The pattern video confirmed that customers will be capable to snap a fast image and draw on it to inform the mannequin what to concentrate on. As soon as they’re pleased with the image they’ll add a textual content immediate to ask the mannequin one thing concerning the picture. You may also add a number of photos to a message.

The pattern video confirmed the person going forwards and backwards with ChatGPT, sending photos of elements of the bike to provide the mannequin sufficient data to assist him. With only a few photos of the bike, the handbook, and the person’s toolbox it was capable of stroll them via the method, even together with telling them what software they wanted to make use of.

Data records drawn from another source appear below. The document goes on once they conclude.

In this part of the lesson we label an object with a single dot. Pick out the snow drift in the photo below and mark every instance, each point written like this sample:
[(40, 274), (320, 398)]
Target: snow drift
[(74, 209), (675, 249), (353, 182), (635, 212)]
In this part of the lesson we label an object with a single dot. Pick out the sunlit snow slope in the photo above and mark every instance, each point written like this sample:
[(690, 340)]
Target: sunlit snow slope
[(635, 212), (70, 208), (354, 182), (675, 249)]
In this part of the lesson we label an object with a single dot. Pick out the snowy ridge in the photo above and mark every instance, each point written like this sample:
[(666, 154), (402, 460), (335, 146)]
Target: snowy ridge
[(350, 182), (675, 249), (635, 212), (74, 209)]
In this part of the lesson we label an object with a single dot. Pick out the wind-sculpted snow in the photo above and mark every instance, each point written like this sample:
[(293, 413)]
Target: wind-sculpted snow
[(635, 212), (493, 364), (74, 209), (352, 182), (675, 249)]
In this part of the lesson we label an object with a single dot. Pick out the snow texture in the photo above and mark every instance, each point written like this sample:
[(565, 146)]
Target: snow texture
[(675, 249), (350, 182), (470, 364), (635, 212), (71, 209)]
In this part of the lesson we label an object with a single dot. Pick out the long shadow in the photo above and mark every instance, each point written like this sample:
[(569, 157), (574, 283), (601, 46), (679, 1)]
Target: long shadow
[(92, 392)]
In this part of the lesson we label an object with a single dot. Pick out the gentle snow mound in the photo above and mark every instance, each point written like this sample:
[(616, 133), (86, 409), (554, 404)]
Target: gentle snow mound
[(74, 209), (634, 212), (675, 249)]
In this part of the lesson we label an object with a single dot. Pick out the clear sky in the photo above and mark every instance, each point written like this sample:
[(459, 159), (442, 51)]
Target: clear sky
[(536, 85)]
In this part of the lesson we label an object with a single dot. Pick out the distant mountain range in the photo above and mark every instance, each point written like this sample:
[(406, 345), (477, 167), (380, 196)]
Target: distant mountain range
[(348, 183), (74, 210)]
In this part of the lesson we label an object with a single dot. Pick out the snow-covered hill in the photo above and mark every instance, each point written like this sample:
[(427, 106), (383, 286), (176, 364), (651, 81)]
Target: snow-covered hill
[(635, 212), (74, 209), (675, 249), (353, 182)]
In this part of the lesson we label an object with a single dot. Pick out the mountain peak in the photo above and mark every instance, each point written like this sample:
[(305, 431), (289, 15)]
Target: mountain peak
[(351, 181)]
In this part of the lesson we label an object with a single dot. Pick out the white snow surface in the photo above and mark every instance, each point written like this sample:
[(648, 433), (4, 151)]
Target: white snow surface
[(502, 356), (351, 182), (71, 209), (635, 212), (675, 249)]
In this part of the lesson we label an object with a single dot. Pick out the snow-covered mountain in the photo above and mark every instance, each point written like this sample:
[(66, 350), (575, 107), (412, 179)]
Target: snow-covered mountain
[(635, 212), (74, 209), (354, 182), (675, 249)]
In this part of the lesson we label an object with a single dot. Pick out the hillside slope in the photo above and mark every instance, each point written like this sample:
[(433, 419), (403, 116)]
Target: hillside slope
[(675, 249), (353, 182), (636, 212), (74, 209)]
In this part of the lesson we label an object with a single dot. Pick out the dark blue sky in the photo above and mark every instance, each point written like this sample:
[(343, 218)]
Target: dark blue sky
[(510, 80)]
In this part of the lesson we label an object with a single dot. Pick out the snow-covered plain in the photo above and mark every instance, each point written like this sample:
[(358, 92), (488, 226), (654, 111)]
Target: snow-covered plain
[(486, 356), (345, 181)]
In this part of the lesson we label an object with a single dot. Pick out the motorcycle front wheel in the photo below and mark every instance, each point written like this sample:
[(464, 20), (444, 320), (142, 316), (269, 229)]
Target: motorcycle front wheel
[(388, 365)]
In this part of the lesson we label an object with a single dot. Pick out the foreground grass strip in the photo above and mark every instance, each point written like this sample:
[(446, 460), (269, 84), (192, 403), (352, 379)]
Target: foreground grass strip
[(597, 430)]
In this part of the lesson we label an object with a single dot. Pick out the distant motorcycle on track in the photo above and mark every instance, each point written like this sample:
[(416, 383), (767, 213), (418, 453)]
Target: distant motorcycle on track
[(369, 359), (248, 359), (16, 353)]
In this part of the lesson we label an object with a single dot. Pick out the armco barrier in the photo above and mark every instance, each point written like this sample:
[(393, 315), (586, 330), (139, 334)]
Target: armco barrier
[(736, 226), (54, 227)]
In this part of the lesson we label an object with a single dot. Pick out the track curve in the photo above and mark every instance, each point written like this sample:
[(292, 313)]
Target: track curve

chatgpt image processing promptschatgpt image processing prompts
Screenshot of OpenAI’s pattern video

After all, this explicit session was picked particularly for the weblog publish announcement and ChatGPT might not be as useful for a lot of prompts.

Will These New Options Be Secure?

Each time a pioneering tech firm like OpenAI releases probably world-changing merchandise or options, we’ve got to ask: is that this protected? OpenAI clearly thought of these dangers intently and tailor-made the implementation of its spectacular voice tech to keep away from them for essentially the most half.

Releasing a public model of the bottom voice mannequin that may generate a voice from a couple of samples may very well be fairly harmful. Unhealthy actors might attempt to use it to impersonate public figures, maybe combining the voice with an identical ‘deep faux’ video.

OpenAI prevented this fully by proscribing the characteristic to some set voices that couldn’t be used to impersonate public figures.

The AI agency clearly made positive that its picture processing characteristic was as protected as doable too. It claimed that it examined the mannequin with crimson teamers (also referred to as white hat hackers), cybersecurity professionals that attempt to assault the mannequin to seek out its vulnerabilities, in addition to many alpha testers.

Curiously, the weblog publish talked about that it restricted the mannequin from analyzing and making direct statements about individuals in photos as a result of “ChatGPT will not be at all times correct and these programs ought to respect people’ privateness.” Maybe it was inadvertently insulting individuals within the photos it obtained.

The standard of the voice and picture processing options in addition to their potential flaws will quickly be explored by thousands and thousands of curious AI fans. If they’re as highly effective because the weblog publish makes them out to be, they could have an amazing affect on AI and the world basically.

Latest Posts

Don't Miss

Stay in touch

To be updated with all the latest news, offers and special announcements.